Qualcosa di semplice – X e ultimo Capitolo 

Credits: il dipinto in foto è: Rose di Arturo Carlos Guerra

In evidenza la residenza Le Bretesche presente come copertina nel secondo volume del manga Candy Candy nel 1979.

2 pensieri su “Qualcosa di semplice – FanFic ispirata a Final Story IX capitolo

  1. cinziamask

    Che bel capitolo October e quanta poesia! Riesco a vedere Albert seduto alla scrivania mentre scrive questa lettera alla sua cara moglie, Candy! Magnifica idea che il loro anniversario di nozze coincida con il giorno in cui si sono incontrati tantissimi anni prima. E’ verosimile che il diciassettenne Albert abbia memorizzato quella data e abbia voluto rivelarsi anni dopo a Candy, non semplicemente nella stagione in cui si erano incontrati ma addirittura lo stesso giorno che poi è diventato anche il giorno del loro matrimonio.
    Albert è un uomo forte e dal multiforme ingegno. E’ bravo nel suo lavoro, tenendo alto il nome della famiglia nel campo degli affari, dote probabilmente ereditata dal padre, ma lo è altrettanto nei lavori manuali, nelle riparazioni e non teme di sporcarsi le mani, come del resto facevano anche Rosemary ed Anthony, prendendosi cura delle rose.
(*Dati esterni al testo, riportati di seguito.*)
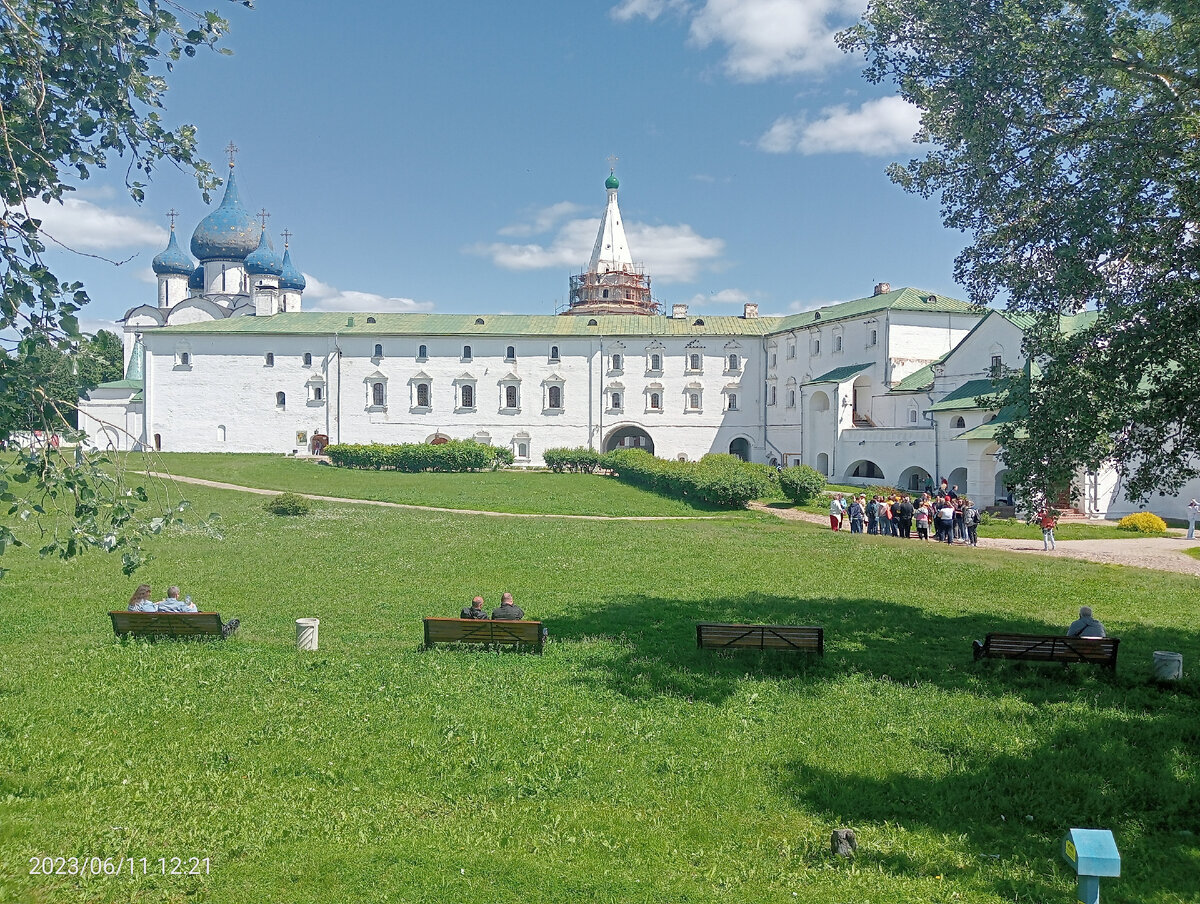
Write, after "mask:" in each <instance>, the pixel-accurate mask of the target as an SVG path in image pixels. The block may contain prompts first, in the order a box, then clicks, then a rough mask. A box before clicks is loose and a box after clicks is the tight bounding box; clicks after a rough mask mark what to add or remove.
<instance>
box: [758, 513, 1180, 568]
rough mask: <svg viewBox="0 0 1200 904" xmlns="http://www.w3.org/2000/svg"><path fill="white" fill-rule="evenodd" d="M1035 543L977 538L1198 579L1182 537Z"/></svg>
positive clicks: (812, 514) (1020, 549)
mask: <svg viewBox="0 0 1200 904" xmlns="http://www.w3.org/2000/svg"><path fill="white" fill-rule="evenodd" d="M750 508H751V509H755V510H756V511H766V513H769V514H772V515H778V516H779V517H782V519H787V520H790V521H809V522H811V523H814V525H824V526H826V527H829V517H828V516H827V515H814V514H812V513H810V511H798V510H797V509H775V508H770V507H769V505H763V504H761V503H756V502H752V503H750ZM1038 543H1039V540H1037V539H1028V540H1009V539H1002V538H991V537H980V538H979V546H980V547H982V549H992V550H1008V551H1009V552H1026V553H1034V555H1038V556H1055V557H1060V558H1061V557H1067V558H1082V559H1087V561H1088V562H1100V563H1104V564H1114V565H1133V567H1135V568H1153V569H1157V570H1159V571H1177V573H1178V574H1190V575H1195V576H1198V577H1200V559H1196V558H1192V556H1187V555H1184V552H1183V550H1186V549H1190V547H1193V546H1200V540H1186V539H1183V538H1182V537H1139V538H1130V539H1128V540H1058V543H1057V544H1056V549H1055V550H1052V551H1050V552H1044V551H1043V550H1042V547H1040V546H1038Z"/></svg>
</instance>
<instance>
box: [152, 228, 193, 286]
mask: <svg viewBox="0 0 1200 904" xmlns="http://www.w3.org/2000/svg"><path fill="white" fill-rule="evenodd" d="M151 267H154V271H155V273H156V274H157V275H158V276H167V275H174V276H191V275H192V270H193V269H196V264H194V263H192V258H190V257H188V256H187V255H185V253H184V250H182V249H181V247H179V243H178V241H176V240H175V229H174V227H172V231H170V241H168V243H167V247H164V249H163V250H162V251H160V252H158V253H157V255H155V256H154V263H152V264H151Z"/></svg>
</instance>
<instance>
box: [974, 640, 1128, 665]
mask: <svg viewBox="0 0 1200 904" xmlns="http://www.w3.org/2000/svg"><path fill="white" fill-rule="evenodd" d="M1120 642H1121V639H1120V637H1064V636H1062V635H1056V634H998V633H994V634H989V635H988V636H986V637H985V639H984V642H983V643H980V642H979V641H978V640H977V641H974V658H976V660H977V661H978V660H979V659H1028V660H1032V661H1037V663H1092V664H1093V665H1103V666H1105V667H1106V669H1112V670H1114V671H1115V670H1116V667H1117V645H1118V643H1120Z"/></svg>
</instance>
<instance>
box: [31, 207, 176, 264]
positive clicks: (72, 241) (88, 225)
mask: <svg viewBox="0 0 1200 904" xmlns="http://www.w3.org/2000/svg"><path fill="white" fill-rule="evenodd" d="M30 211H31V212H32V215H34V216H36V217H38V218H40V220H41V221H42V229H43V231H44V232H46V233H47V235H50V237H53V238H54V239H55V240H58V241H60V243H61V244H64V245H66V246H67V247H70V249H73V250H74V251H112V250H114V249H128V247H144V246H146V245H150V246H152V247H156V249H161V247H164V246H166V245H167V231H166V229H164V228H162V227H161V226H157V224H155V223H152V222H150V221H148V220H143V218H140V217H137V216H131V215H130V214H122V212H119V211H116V210H109V209H108V208H102V206H100V205H98V204H92V203H91V202H90V200H84V199H83V198H65V199H64V200H62V203H61V204H59V203H58V202H53V200H52V202H49V203H47V204H42V203H37V204H30Z"/></svg>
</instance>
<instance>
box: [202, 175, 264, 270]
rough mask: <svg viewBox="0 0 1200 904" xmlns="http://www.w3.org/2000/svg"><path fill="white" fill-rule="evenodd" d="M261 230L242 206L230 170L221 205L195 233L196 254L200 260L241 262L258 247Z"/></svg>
mask: <svg viewBox="0 0 1200 904" xmlns="http://www.w3.org/2000/svg"><path fill="white" fill-rule="evenodd" d="M258 229H259V226H258V221H257V220H254V217H253V216H251V215H250V211H247V210H246V209H245V208H244V206H242V205H241V196H240V194H239V193H238V182H236V180H235V179H234V175H233V167H230V168H229V178H228V179H227V180H226V193H224V197H223V198H222V199H221V204H220V205H218V206H217V209H216V210H214V211H212V212H211V214H209V215H208V216H206V217H204V218H203V220H200V223H199V226H197V227H196V232H193V233H192V253H193V255H196V257H198V258H199V259H200V261H241V259H242V258H245V257H246V255H248V253H250V252H251V251H253V250H254V249H256V247H257V245H258V235H256V234H254V233H257V232H258Z"/></svg>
E’ però anche un uomo gentile! La sua gentilezza traspira non soltanto dalla sua voce, quella voce capace di far sempre battere il cuore di Candy, ma anche nei modi, nella delicatezza dei pensieri che mette sulla carta rievocando tutte le infinite cose che lo tengono legato a lei, nel ricordo di quel filo invisibile ma sempre presente che non si è mai spezzato e che ha permesso che ogni addio che si sono scambiati nella vita non fosse mai definitivo.
    Georges è una costante nella loro vita ed è credibile che viva assieme a loro come collaboratore. Se la villa degli Ardlay presso il fiume Avon è una tenuta con molte stanze e parecchia servitù che risiede con i propri padroni ci sta che Georges abbia la propria dimora, il proprio appartamento privato, presso la casa padronale.
    Possiedo l’edizione del manga sulla cui copertina appare quel magnifico castello, quindi l’ho riconosciuto subito!
    Credo sia molto probabile che la tenuta scozzese degli Ardlay dove ora vivono Albert e Candy sia la Lakewood originaria, sia insomma servita di ispirazione quando la famiglia ha messo radici negli Usa e che il ritorno in UK sia stato una sorta di ritorno alle origini per William Albert.

    Piace a 1 persona

    1. Ciao Cinzia, grazie per i tuoi complimenti! Hai interpretato esattamente la foto del castello ed il fatto che fosse un riferimento alla Scozia dove c’è proprio la Lakewood originaria. Non un luogo qualunque ma il luogo delle origini, il luogo che Candy non vedeva l’ora di visitare perché era da lì che proveniva il suo principe. Il luogo dove conserva tanti bellissimi ricordi condivisi con i suoi più cari amici. Anche se Nagita non ha potuto raccontarci un sequel, per me ci ha descritto e trasmesso l’atmosfera in cui il dopo di Candy è immerso. Così come è intenso è forte il legame che lega Candy ad Albert e a Georges. Georges è famiglia ma potrebbe anche essere un narratore della loro bellissima storia d’amore. Anche se Nagita non fa nel presente il suo nome, per me lo ha tratteggiato, nell’arrivo a casa di anohito, tra le mura dello studio, anche nel quadro di Slim se vogliamo, perché c’era anche lui lì! Con la sua preoccupazione e gli occhi lucidi perché William A. era scappato di casa. Tutti i loro destini si sono incrociati su quella collina. Georges è un fedele amico e padre, tutto ciò che Nagita ci ha raccontato di lui lo incastra in una dimensione familiare di grande affetto, quella che io sento e in cui immagino tutti loro anche nel suo presente.
      Albert per me è travolgente, con i suoi gesti e con le sue parole. Da perderci la testa! Ho fatto una piccola correzione perché dovevo creare un collegamento al capitolo finale ma non avevo distinto bene che il giorno in cui loro si sposano è quello del primo incontro e della rivelazione, ma non è lo stesso giorno, o meglio come numero sì ma in un altro mese, in cui lui la chiamerà dalla Collina di Pony… Un abbraccio!